07.06 Model Evaluation Exercises¶

Exercises rating:

★☆☆ - You should be able to based on Python knowledge plus lecture contents.

★★☆ - You will need to do extra thinking and some extra reading/searching.

★★★ - The answer is difficult to find by a simple search, requires you to do a considerable amount of extra work by yourself (feel free to ignore these exercises if you're short on time).

For the first couple of exercises we will use a subset of the World War II weather dataset. The full dataset originates from the [USA Gov Works][usa], and was collected as part of preparation for bombing raid in Europe.

We will use only the data from weather station $16405$, and only for the year $1945$, data which can be found in the file fe-station16405-1945.csv. Since Germany surrendered on the $5th$ of May only a quarter of our set was used to coordinate bombers, but the measures have been performed after the surrender declaration nevertheless. The weather was measured in distinct intervals, the column doy means the day of the year, from $1$ up to $365$. Note however that often several measures has been performed on the same day. Note also that there is not measure for March the $31st$.

In the second part of the exercises we will replicate our Bayesian Model but will inject stop words into the TF-IDF preprocessing. Stop words are common words that give little value to the topic intention of a sentence - despite the fact that these words give great value to the actual meaning of the sentence. A list of english stop words is in the file fe-stopwords-en.txt.

First let's import all the things we will need for the exercises.

import numpy as np
import pandas as pd
import matplotlib.pyplot as plt
%matplotlib inline
plt.style.use('seaborn-talk')
from sklearn.pipeline import make_pipeline
from sklearn.linear_model import LinearRegression, Ridge, Lasso
from sklearn.preprocessing import PolynomialFeatures
from sklearn.model_selection import cross_val_score, KFold
from sklearn.datasets import fetch_20newsgroups
from sklearn.feature_extraction.text import TfidfVectorizer
from sklearn.naive_bayes import ComplementNB
from sklearn.metrics import classification_report
station_file = 'fe-station16405-1945.csv'
stopwords_file = 'fe-stopwords-en.txt'

1. Get the weather data and plot its features against the day of the year (★☆☆)¶

2. Use a plain linear regression to predict the temperature based on the other features (★★☆)¶

Do not use temperature values to predict other temperature values, that would be cheating.
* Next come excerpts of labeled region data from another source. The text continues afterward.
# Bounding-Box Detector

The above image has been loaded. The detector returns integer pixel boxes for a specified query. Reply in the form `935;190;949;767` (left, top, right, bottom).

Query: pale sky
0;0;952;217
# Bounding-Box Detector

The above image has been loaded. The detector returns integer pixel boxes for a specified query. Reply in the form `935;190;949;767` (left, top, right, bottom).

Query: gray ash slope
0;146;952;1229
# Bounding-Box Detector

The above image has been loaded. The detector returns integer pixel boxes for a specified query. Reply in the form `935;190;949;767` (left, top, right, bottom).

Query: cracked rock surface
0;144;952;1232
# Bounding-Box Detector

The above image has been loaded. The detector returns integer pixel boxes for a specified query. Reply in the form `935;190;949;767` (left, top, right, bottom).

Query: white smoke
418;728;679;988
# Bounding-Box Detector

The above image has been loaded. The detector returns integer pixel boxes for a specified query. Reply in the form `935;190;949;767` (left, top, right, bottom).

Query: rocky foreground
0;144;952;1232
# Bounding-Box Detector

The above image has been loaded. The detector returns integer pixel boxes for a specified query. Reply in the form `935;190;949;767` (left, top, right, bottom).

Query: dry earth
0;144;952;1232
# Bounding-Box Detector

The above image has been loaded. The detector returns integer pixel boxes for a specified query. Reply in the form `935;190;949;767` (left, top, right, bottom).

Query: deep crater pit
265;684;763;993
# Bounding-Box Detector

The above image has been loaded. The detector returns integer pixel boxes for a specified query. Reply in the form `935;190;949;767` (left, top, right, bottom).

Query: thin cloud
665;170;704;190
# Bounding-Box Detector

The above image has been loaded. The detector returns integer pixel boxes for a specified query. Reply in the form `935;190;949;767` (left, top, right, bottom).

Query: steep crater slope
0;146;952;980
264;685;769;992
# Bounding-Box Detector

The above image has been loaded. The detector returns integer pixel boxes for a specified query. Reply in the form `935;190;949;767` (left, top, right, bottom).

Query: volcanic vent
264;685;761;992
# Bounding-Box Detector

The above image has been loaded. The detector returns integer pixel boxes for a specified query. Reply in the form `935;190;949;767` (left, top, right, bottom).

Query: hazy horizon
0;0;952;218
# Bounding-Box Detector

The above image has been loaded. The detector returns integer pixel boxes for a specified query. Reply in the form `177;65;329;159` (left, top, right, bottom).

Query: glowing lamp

We can argue that depending on the time of the year temperature varies, and rain and snow has an influence on temperature as well.

Use cross validation with a kfold n_splits=7 and shuffled data to evaluate the model.

3. Based on the graphs of the features use a polynomial to predict the temperature (★★☆)¶

Remember that a polynomial is just a PolynomialFeatures. Keep the cross validation with n_splits=7.

4. Instead of a Linear regression use a Ridge regression for the polynomial (★★☆)¶

Keep the same splits in the cross validation.

5. Attempt both Linear and Ridge regression but on many splits (★★☆)¶

When one has little data one needs to split many times in order for the mean cross validation to be meaningful. Use n_splits=100 for both runs. Is Ridge regularization more consistent on more splits?

6. Load the stop words file into a list in Python (★☆☆)¶

7. Repeat the Naive Bayes example using these stop words injected into the TF-IDF preprocessing. (★★☆)¶

The TfidfVectorizer accepts stop words during its construction. Do you get a better separation of religion and politics? Use a classification_report to check if precision and recall improves for these classes.